When Sarah Wheeler (BSM’12) was interviewing for her current position as an IT solutions manager at Microsoft, she was the only candidate with a major in business applying for a technology-based job. Once again, Dr. D’s teaching mastery helped make the difference.
“The MIS classes I had at Purdue, particularly those with Dr. D, really prepared me for the interview and the job,” she says. “They led me through the processes and gave me the necessary tools to tackle large, comprehensive projects one piece at a time.”
Fortunately for Krannert and its students, Dejoie doesn’t expect to leave the classroom anytime soon.
“In some ways, my current role provides more job stability than a tenure-track position and allows me to focus primarily on teaching, but it’s about more than that,” he says.

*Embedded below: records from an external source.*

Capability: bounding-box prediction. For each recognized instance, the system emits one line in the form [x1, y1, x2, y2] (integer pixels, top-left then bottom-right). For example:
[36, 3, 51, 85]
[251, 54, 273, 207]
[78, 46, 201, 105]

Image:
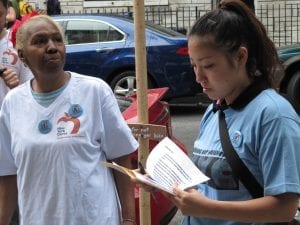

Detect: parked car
[117, 88, 188, 225]
[53, 15, 201, 98]
[278, 43, 300, 114]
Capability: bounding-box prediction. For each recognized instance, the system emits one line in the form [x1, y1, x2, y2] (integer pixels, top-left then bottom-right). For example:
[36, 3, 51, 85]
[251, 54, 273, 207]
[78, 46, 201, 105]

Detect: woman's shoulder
[252, 89, 299, 121]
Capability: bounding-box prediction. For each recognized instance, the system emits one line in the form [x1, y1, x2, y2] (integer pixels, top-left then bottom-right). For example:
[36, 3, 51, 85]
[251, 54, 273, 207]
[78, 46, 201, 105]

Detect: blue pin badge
[38, 120, 52, 134]
[68, 104, 83, 118]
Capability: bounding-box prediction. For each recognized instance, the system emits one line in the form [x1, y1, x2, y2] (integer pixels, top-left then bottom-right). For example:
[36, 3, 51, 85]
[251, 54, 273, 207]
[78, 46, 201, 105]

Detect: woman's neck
[31, 72, 71, 93]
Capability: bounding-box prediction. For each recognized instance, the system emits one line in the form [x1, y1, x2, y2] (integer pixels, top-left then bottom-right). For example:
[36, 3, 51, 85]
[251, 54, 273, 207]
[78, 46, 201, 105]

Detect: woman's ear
[18, 49, 27, 66]
[236, 46, 248, 65]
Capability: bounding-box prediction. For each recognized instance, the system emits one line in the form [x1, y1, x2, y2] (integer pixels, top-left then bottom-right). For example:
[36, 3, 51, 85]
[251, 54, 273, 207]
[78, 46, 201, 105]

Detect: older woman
[0, 15, 138, 225]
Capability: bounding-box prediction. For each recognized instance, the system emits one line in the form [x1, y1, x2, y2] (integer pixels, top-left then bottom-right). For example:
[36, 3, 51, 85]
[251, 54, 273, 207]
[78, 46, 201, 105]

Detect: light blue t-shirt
[182, 89, 300, 225]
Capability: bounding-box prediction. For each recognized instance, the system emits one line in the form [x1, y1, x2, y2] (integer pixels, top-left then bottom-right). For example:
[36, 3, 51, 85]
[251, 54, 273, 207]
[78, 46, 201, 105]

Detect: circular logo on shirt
[38, 120, 52, 134]
[231, 131, 243, 147]
[68, 104, 83, 118]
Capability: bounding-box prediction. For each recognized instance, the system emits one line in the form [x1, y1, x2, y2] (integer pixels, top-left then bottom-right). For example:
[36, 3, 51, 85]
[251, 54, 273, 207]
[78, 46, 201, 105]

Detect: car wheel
[287, 71, 300, 113]
[110, 71, 153, 96]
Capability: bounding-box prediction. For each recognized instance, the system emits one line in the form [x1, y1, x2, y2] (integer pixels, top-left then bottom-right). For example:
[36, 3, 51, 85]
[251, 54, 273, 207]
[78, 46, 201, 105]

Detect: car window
[65, 20, 123, 44]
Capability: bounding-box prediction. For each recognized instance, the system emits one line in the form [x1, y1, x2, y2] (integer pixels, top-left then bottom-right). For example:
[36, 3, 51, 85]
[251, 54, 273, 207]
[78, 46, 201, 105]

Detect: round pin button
[38, 120, 52, 134]
[68, 104, 83, 118]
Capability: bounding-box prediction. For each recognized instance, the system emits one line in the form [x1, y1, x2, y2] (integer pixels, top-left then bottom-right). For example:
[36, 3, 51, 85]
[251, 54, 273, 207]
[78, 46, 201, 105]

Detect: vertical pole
[133, 0, 151, 225]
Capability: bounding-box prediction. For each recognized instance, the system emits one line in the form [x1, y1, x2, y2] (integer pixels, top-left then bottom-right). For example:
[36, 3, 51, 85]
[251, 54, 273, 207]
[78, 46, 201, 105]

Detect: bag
[19, 0, 34, 16]
[218, 109, 300, 225]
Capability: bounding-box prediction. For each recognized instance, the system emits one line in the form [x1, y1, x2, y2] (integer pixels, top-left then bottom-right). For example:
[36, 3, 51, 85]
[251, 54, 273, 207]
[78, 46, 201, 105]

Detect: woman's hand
[163, 186, 209, 217]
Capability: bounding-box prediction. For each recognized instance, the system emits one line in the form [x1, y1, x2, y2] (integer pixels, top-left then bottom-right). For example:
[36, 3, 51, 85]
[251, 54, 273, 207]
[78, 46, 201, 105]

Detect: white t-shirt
[0, 73, 138, 225]
[0, 31, 32, 108]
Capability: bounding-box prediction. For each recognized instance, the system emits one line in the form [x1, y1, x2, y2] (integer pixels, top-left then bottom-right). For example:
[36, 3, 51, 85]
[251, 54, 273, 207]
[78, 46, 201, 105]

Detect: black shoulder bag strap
[218, 110, 263, 198]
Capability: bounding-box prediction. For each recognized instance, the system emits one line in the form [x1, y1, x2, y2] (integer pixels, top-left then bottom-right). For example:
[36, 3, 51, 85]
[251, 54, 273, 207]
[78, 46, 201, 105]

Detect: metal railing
[63, 2, 300, 47]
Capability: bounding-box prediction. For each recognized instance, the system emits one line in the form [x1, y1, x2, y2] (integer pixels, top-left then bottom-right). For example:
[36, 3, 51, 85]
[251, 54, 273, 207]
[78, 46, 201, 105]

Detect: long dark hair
[188, 0, 279, 88]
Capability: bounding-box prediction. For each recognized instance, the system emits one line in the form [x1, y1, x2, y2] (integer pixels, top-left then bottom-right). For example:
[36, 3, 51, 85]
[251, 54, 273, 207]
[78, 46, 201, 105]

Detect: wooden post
[133, 0, 151, 225]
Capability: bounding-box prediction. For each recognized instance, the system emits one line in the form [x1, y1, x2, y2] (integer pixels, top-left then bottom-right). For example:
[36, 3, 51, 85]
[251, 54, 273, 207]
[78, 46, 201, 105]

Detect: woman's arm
[113, 155, 136, 224]
[0, 175, 18, 225]
[167, 188, 299, 223]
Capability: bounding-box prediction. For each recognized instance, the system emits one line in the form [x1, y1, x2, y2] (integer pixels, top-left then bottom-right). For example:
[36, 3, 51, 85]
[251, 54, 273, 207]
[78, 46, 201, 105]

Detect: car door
[61, 19, 125, 80]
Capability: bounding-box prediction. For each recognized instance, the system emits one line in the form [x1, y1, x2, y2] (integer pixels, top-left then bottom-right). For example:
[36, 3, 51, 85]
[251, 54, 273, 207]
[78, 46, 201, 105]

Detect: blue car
[53, 15, 202, 99]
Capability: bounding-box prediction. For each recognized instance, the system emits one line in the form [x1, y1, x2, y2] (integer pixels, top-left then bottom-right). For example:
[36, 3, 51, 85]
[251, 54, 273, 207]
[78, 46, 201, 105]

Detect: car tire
[287, 71, 300, 114]
[110, 71, 153, 96]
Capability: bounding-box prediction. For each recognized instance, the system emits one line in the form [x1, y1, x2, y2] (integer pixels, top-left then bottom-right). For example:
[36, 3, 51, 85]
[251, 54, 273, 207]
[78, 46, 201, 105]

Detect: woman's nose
[194, 68, 204, 84]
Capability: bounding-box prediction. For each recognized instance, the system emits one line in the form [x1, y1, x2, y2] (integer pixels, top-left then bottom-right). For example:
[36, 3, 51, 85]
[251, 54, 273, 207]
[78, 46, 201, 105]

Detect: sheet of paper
[146, 137, 209, 190]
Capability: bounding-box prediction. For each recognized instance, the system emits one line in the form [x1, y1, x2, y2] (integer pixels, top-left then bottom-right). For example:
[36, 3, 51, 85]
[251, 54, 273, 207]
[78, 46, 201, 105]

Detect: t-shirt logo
[57, 112, 80, 137]
[231, 131, 243, 147]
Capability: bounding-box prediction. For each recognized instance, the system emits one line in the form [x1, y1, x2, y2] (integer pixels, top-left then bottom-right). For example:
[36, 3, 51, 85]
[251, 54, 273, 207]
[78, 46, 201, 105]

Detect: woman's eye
[33, 38, 48, 45]
[202, 63, 214, 69]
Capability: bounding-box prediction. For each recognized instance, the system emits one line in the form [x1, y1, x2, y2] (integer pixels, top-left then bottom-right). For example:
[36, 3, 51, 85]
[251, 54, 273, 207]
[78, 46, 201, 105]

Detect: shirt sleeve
[0, 102, 17, 176]
[259, 117, 300, 195]
[101, 85, 138, 160]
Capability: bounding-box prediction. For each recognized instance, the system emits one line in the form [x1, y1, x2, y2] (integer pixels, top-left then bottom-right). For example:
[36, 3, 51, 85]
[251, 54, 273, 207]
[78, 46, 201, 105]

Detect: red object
[117, 88, 187, 225]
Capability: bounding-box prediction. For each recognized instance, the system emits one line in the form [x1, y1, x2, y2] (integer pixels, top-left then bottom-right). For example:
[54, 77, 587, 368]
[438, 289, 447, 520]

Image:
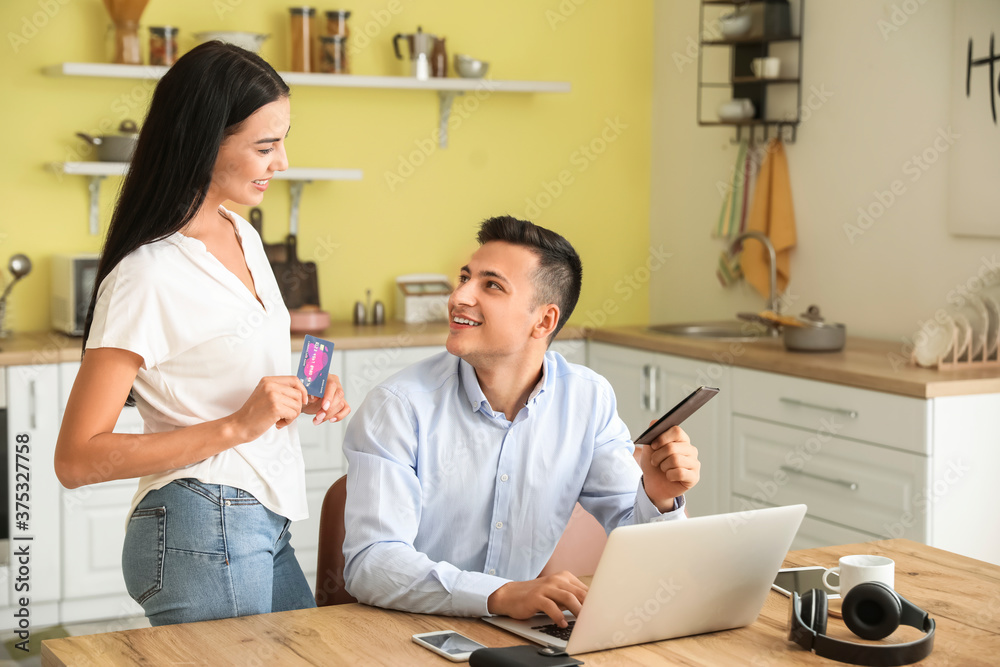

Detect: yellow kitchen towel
[740, 139, 796, 297]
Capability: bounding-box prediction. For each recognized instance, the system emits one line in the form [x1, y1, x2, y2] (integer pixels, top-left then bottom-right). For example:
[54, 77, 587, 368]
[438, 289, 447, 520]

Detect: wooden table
[42, 540, 1000, 667]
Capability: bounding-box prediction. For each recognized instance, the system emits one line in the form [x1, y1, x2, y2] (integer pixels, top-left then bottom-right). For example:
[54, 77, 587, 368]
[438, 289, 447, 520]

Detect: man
[344, 217, 700, 627]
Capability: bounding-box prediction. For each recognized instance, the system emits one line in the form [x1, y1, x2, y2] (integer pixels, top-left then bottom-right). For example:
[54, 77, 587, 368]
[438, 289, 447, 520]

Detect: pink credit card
[296, 335, 333, 398]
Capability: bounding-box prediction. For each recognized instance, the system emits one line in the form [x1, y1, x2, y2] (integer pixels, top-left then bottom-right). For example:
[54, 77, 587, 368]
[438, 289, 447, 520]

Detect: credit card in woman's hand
[634, 387, 719, 446]
[296, 335, 333, 398]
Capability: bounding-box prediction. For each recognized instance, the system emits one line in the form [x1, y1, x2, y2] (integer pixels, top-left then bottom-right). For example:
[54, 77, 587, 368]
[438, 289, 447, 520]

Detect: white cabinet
[732, 368, 1000, 563]
[588, 341, 730, 516]
[732, 415, 928, 546]
[58, 362, 143, 623]
[5, 364, 62, 627]
[732, 368, 932, 546]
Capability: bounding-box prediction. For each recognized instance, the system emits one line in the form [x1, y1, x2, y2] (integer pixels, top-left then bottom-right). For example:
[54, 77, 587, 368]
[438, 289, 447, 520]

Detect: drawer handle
[781, 466, 858, 491]
[778, 396, 858, 419]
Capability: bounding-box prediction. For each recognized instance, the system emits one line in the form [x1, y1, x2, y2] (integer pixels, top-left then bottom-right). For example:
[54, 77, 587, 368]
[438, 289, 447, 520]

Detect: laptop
[483, 505, 806, 655]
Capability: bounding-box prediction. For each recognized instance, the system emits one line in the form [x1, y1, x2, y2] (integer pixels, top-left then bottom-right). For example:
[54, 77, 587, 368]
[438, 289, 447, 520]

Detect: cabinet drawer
[733, 368, 930, 454]
[732, 417, 929, 542]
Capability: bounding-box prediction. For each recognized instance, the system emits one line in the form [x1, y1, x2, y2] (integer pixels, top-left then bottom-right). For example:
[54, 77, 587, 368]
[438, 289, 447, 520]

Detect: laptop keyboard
[531, 621, 576, 642]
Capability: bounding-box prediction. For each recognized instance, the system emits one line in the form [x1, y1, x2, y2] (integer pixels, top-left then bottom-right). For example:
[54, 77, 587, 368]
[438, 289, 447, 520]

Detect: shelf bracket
[288, 181, 312, 236]
[438, 90, 465, 148]
[87, 176, 104, 236]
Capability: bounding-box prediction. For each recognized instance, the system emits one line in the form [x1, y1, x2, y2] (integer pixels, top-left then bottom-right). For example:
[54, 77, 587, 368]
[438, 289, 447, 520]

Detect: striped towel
[712, 141, 754, 287]
[713, 141, 750, 240]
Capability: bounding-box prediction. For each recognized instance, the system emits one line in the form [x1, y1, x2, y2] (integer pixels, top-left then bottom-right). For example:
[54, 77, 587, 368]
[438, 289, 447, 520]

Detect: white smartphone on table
[771, 565, 840, 599]
[413, 630, 486, 662]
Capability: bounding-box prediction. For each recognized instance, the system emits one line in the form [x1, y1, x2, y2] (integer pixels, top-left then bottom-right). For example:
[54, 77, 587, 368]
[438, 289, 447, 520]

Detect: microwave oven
[52, 253, 100, 336]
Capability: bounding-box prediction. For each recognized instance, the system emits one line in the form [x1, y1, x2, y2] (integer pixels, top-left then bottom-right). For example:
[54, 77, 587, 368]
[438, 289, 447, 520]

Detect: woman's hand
[302, 375, 351, 424]
[232, 375, 309, 442]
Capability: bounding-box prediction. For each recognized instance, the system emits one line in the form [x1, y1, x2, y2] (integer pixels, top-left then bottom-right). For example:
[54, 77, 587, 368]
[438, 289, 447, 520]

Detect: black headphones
[788, 581, 934, 667]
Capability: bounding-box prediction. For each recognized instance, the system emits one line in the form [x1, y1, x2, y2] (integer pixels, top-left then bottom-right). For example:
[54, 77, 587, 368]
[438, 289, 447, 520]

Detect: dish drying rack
[910, 320, 1000, 370]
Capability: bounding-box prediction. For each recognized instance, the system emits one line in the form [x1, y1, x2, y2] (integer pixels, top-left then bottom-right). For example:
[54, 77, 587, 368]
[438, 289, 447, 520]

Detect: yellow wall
[0, 0, 653, 331]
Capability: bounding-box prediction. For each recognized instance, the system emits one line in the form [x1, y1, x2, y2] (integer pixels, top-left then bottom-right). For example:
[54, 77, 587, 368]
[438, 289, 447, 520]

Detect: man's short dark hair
[476, 215, 583, 341]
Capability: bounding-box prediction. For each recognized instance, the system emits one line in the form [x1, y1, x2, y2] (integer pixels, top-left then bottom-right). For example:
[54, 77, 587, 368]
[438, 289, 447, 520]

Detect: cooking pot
[783, 306, 847, 352]
[76, 120, 139, 162]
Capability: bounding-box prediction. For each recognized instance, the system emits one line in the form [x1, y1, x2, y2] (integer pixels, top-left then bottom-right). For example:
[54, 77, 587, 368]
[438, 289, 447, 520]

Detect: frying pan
[271, 234, 319, 310]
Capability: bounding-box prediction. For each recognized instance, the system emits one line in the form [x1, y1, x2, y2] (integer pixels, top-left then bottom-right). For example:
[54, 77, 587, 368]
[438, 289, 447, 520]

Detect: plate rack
[910, 320, 1000, 370]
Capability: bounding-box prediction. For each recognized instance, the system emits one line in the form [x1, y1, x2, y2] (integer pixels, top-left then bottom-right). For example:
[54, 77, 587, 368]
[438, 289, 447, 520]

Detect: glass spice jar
[319, 35, 350, 74]
[288, 7, 316, 72]
[326, 10, 351, 39]
[149, 25, 177, 67]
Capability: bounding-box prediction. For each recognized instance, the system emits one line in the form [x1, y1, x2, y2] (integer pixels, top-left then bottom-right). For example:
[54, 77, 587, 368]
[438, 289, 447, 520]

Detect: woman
[55, 42, 350, 625]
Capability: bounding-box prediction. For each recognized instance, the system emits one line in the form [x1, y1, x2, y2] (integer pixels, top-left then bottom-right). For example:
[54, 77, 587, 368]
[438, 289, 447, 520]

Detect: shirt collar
[458, 353, 553, 412]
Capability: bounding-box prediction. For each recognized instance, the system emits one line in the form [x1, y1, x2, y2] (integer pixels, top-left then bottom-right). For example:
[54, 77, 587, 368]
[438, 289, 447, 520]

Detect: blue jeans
[122, 479, 316, 625]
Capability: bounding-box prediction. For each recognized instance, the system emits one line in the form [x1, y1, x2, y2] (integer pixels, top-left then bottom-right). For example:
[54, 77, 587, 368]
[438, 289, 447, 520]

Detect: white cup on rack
[823, 554, 896, 596]
[750, 57, 781, 79]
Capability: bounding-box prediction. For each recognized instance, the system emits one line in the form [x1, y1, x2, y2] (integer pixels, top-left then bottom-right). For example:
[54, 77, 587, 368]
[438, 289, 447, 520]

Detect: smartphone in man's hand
[633, 387, 719, 447]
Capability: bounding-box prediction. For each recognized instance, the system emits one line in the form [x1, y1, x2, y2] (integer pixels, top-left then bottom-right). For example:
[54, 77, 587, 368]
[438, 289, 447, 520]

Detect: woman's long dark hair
[83, 42, 289, 354]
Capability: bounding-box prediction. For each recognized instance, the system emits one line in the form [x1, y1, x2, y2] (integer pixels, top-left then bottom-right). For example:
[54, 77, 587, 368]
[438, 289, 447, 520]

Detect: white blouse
[87, 207, 309, 521]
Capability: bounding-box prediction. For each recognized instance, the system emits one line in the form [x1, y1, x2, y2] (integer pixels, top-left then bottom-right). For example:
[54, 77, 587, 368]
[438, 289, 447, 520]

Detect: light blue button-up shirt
[344, 352, 684, 616]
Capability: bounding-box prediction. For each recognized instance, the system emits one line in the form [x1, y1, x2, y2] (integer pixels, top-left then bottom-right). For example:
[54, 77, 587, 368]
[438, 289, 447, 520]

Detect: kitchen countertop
[0, 321, 584, 366]
[0, 321, 1000, 398]
[587, 326, 1000, 398]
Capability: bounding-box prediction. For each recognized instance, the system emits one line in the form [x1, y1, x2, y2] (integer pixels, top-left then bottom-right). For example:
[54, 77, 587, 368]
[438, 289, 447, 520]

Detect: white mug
[750, 57, 781, 79]
[823, 554, 896, 596]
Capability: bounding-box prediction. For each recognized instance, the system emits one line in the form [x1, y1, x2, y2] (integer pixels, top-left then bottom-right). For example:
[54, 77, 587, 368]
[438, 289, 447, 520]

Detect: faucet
[729, 232, 781, 315]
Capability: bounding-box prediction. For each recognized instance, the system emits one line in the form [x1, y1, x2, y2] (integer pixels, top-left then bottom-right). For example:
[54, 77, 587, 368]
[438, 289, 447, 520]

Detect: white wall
[650, 0, 1000, 339]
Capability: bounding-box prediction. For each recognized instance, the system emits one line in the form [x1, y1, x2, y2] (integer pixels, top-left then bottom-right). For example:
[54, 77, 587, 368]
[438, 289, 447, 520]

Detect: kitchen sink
[649, 320, 772, 343]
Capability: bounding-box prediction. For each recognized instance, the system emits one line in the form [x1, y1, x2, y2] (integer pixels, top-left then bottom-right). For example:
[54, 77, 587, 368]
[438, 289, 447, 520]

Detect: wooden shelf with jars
[43, 63, 571, 148]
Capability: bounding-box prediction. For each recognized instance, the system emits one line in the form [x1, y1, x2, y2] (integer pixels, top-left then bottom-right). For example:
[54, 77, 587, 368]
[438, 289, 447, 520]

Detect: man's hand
[486, 572, 587, 628]
[639, 422, 701, 512]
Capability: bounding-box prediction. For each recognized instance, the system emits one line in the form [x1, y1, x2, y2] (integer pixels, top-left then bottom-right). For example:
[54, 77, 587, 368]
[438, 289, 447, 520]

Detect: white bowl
[719, 12, 752, 38]
[455, 53, 490, 79]
[718, 97, 754, 123]
[913, 313, 956, 368]
[194, 30, 270, 53]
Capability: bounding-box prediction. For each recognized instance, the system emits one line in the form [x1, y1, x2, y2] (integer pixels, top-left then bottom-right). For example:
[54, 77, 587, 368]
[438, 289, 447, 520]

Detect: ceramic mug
[750, 57, 781, 79]
[823, 554, 896, 596]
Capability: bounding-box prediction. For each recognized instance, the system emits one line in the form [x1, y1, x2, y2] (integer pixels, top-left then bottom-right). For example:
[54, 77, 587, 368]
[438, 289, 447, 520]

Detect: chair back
[316, 475, 357, 607]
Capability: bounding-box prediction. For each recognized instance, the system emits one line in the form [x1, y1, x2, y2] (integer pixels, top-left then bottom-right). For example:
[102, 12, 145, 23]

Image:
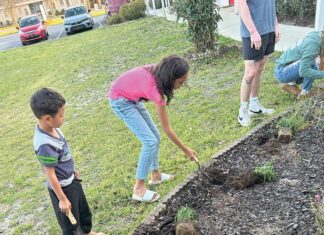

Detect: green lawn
[0, 18, 295, 234]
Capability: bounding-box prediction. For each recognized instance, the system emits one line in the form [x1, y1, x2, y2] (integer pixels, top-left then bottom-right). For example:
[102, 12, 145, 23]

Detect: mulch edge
[130, 107, 298, 235]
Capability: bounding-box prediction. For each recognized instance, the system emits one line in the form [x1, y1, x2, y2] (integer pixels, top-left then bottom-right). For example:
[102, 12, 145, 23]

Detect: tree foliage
[173, 0, 222, 52]
[0, 0, 18, 24]
[276, 0, 316, 18]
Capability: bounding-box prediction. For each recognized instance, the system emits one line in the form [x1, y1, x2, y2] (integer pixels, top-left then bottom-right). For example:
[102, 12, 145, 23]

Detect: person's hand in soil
[184, 147, 198, 163]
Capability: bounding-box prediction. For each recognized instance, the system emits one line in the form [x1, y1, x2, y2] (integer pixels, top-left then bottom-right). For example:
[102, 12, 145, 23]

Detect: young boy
[30, 88, 103, 235]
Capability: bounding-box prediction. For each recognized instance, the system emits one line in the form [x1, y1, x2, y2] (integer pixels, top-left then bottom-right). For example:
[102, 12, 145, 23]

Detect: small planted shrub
[175, 207, 196, 235]
[107, 14, 123, 25]
[119, 0, 146, 21]
[175, 207, 196, 222]
[276, 118, 293, 129]
[255, 162, 277, 182]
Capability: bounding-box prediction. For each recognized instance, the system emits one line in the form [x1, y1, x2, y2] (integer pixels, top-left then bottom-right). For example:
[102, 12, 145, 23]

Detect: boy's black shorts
[48, 179, 92, 235]
[242, 32, 276, 61]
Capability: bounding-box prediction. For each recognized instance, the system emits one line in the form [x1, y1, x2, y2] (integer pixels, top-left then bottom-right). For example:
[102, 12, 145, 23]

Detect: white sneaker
[237, 107, 251, 126]
[249, 101, 275, 116]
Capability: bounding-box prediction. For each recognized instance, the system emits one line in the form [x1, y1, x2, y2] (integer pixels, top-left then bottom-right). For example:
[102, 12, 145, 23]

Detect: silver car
[62, 5, 94, 34]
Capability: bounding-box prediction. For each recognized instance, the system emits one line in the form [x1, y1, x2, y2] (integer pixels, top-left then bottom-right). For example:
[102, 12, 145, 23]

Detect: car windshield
[65, 6, 87, 18]
[19, 16, 40, 28]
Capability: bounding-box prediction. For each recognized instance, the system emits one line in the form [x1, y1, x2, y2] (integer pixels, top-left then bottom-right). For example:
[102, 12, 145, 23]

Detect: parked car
[17, 15, 48, 45]
[62, 5, 94, 34]
[105, 0, 130, 17]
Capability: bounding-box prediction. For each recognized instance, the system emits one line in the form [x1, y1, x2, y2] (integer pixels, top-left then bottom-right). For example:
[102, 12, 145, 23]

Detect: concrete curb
[130, 106, 295, 235]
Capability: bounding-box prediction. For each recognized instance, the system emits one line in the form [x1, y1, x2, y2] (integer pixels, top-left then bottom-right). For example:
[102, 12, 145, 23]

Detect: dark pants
[242, 32, 276, 61]
[48, 179, 92, 235]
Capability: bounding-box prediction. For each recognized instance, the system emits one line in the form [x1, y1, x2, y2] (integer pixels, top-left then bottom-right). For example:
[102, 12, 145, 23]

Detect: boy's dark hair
[151, 55, 189, 104]
[30, 88, 65, 119]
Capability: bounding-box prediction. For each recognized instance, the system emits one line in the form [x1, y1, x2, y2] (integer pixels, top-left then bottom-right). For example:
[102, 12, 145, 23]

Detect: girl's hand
[59, 198, 72, 216]
[74, 170, 80, 179]
[184, 147, 198, 163]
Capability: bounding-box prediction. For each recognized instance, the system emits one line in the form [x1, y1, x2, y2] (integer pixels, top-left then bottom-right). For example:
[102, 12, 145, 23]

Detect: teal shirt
[276, 31, 324, 79]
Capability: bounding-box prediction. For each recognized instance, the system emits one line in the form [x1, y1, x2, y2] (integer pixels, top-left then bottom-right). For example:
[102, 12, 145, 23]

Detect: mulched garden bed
[133, 100, 324, 235]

“My wife and I had three of our five children here," Dejoie says. "The two that weren't born in the area have been here since they were toddlers. My oldest daughter, Julianne, has been accepted into the prestigious Business Opportunity Program in Krannert and will start her college career this summer. This summer will be my 15th summer teaching in BOP and my daughter will be one of the students in my class.
Dejoie added, "I work with some of the greatest minds in my field. This is our home. Purdue is part of our family.”